Stephanie O’Connor gave birth to her two daughters, Aubrey, standing, and Ivy at the Northern Hospital in Epping. It was Ms O’Connor’s exceptional patient experience that led her to a career change and start studying nursing. ​

A mother of two, with a third child on the way, has changed career paths and become a Northern Health staff member after a patient experience in May 2018 that left a lasting impression.

Previously working as a call centre manager, Stephanie O’Connor was preparing for the delivery of her first child when she discovered she had long QT syndrome, a rare genetic heart condition that can cause fast, chaotic heartbeats, which she could pass on to her children.

“This is not a common condition. When this was discovered, a large multidisciplinary team formed at Northern Hospital to take care of me and the baby. We had multiple appointments and planning sessions to ensure a safe delivery for all,” Ms O’Connor said.

After 38 weeks, baby Aubrey was born, and Ms O’Connor had to be immediately sent to the intensive care unit, ICU, for cardiac monitoring, while the baby was in the neonatal ward, just 110 metres away.

“This distance sounds small, but it was huge at the time. I was hooked onto so many devices and wasn’t able to walk around, and all I wanted was to see my baby,” she said.

“The team from both wards went above and beyond to ensure I could see my child, at least for a brief moment.”
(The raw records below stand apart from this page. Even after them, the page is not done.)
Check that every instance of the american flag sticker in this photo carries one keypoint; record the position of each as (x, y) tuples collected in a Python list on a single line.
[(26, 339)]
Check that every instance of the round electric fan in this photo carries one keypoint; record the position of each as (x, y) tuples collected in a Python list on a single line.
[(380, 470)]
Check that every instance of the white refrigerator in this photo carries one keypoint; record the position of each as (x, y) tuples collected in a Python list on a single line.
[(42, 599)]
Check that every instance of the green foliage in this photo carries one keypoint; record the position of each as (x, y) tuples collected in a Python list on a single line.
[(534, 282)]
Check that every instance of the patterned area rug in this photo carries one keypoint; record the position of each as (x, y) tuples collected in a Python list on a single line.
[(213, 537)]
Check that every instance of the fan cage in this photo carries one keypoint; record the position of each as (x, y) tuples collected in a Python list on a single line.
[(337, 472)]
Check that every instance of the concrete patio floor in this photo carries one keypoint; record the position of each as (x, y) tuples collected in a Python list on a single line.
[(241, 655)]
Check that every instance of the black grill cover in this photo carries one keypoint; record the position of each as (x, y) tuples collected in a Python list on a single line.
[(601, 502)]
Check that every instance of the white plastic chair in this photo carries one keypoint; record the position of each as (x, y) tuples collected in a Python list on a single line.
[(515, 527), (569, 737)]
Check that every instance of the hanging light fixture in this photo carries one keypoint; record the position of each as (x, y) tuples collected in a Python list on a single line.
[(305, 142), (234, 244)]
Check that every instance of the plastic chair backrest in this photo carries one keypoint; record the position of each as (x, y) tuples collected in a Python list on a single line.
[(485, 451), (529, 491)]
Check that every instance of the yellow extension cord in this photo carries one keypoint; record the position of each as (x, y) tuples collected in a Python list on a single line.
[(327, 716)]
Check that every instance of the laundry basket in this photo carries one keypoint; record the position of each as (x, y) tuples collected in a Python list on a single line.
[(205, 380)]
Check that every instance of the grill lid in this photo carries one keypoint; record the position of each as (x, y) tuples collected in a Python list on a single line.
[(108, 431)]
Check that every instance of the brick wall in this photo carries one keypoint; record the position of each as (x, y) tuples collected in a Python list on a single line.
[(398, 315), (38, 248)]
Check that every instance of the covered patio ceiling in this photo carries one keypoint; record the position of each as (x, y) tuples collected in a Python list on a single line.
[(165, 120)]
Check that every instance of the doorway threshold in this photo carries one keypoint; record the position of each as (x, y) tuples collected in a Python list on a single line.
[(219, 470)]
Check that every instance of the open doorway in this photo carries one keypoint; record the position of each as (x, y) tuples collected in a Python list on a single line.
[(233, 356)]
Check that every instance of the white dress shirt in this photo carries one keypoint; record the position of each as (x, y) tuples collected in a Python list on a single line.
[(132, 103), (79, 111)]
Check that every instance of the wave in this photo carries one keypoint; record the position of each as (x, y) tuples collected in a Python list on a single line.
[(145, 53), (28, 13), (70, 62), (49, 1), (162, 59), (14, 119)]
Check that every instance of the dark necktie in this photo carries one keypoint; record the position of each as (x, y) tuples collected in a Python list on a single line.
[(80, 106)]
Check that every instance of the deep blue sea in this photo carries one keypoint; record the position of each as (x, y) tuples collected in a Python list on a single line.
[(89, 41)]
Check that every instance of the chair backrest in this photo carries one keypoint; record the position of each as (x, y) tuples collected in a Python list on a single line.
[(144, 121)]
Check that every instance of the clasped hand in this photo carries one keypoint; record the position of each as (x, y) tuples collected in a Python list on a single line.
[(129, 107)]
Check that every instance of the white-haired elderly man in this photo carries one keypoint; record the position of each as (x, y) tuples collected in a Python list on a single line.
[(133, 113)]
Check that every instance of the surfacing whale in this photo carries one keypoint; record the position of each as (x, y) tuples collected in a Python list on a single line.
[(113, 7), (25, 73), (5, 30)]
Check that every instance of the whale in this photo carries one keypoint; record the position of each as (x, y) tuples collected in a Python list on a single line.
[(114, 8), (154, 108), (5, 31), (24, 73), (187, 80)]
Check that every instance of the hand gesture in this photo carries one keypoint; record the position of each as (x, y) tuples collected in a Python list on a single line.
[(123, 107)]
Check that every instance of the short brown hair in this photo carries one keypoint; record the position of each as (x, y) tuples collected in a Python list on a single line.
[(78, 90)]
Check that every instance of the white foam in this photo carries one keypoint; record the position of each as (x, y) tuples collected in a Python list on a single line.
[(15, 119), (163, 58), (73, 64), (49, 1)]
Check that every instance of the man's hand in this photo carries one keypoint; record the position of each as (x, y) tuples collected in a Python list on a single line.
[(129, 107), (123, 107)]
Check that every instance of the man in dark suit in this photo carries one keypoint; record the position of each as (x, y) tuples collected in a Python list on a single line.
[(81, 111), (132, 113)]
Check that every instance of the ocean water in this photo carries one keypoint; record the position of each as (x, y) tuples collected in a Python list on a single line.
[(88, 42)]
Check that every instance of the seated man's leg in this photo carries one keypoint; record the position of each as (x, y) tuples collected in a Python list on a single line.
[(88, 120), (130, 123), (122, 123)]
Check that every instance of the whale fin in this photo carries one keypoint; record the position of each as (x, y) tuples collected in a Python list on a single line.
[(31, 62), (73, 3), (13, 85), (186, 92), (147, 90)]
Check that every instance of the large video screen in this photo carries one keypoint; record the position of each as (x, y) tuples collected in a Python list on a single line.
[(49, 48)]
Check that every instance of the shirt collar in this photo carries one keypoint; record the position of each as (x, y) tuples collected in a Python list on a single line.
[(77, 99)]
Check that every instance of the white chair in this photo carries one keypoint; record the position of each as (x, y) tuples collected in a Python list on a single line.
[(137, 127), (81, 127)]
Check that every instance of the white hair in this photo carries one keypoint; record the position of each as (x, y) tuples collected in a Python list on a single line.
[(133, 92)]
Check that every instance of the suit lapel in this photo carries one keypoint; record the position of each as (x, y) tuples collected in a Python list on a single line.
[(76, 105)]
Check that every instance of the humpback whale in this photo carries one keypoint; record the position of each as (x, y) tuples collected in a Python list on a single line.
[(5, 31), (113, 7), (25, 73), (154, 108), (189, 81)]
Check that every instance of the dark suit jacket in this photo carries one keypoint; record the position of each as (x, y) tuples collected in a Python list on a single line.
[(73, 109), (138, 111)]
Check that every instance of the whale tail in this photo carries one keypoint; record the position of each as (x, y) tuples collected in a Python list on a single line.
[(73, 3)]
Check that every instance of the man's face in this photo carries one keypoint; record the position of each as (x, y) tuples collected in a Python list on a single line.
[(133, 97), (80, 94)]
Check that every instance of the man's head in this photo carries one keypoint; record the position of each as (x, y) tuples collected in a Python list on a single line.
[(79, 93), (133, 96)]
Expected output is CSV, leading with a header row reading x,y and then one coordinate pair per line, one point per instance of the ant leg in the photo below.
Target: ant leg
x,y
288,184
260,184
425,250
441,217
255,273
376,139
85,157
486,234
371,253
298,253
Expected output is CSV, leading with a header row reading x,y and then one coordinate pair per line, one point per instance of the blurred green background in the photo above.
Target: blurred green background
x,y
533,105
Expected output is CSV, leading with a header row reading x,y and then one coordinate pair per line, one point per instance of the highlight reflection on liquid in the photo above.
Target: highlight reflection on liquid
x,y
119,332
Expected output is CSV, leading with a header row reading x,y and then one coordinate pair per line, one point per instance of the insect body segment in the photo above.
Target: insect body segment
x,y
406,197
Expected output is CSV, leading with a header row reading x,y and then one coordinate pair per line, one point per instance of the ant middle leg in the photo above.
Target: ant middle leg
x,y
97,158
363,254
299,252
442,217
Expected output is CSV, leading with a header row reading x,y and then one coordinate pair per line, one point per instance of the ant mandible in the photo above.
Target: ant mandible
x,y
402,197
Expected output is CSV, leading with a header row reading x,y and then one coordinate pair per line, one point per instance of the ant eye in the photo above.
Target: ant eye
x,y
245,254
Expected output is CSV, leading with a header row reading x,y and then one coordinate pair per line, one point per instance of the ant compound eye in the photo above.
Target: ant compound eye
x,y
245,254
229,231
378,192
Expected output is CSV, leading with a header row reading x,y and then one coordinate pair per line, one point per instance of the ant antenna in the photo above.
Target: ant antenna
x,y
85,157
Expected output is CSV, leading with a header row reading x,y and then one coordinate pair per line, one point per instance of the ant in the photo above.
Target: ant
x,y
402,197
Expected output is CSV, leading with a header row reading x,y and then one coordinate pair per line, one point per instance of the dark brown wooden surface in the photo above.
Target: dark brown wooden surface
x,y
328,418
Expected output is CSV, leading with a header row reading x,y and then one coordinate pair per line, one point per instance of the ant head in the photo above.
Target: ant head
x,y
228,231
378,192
Ms O’Connor’s care was complex and she had to spend 10 days in ICU while baby Aubrey was monitored at Northern Hospital’s neonatal ward, as her ECGs showed signs of the same condition.

After four weeks, Aubrey’s genetic tests showed she had inherited the condition.

“Having a baby is a happiest time in someone’s life – and I remember thinking, not only did I just discover I had a rare and serious condition, but I have given it to my baby as well,” Ms O’Connor said.

Ms O’Connor did not let her condition stop her from expanding her family. She safely delivered her second daughter Ivy, whose genetics test came back negative, also at Northern Hospital, and is planning to do the same with her third child.

While the experience of discovering a new condition while pregnant was frightening for Ms O’Connor, she said she spoke highly of her experience.

“As a patient, I know I have my part to play and that it is a 50-50 relationship,” she said.

The experience motivated Ms O’Connor to reconsider her career. She now works in the nursing workforce unit at Northern Hospital, Epping and is in her second year of nursing studies.

“Nursing is something I’ve always considered, but never actually thought I would go for,” she said.

“After the fantastic experience I had and all the people that I met at Northern Hospital, especially the ICU nurses, I realised I should take the plunge and just go for it.”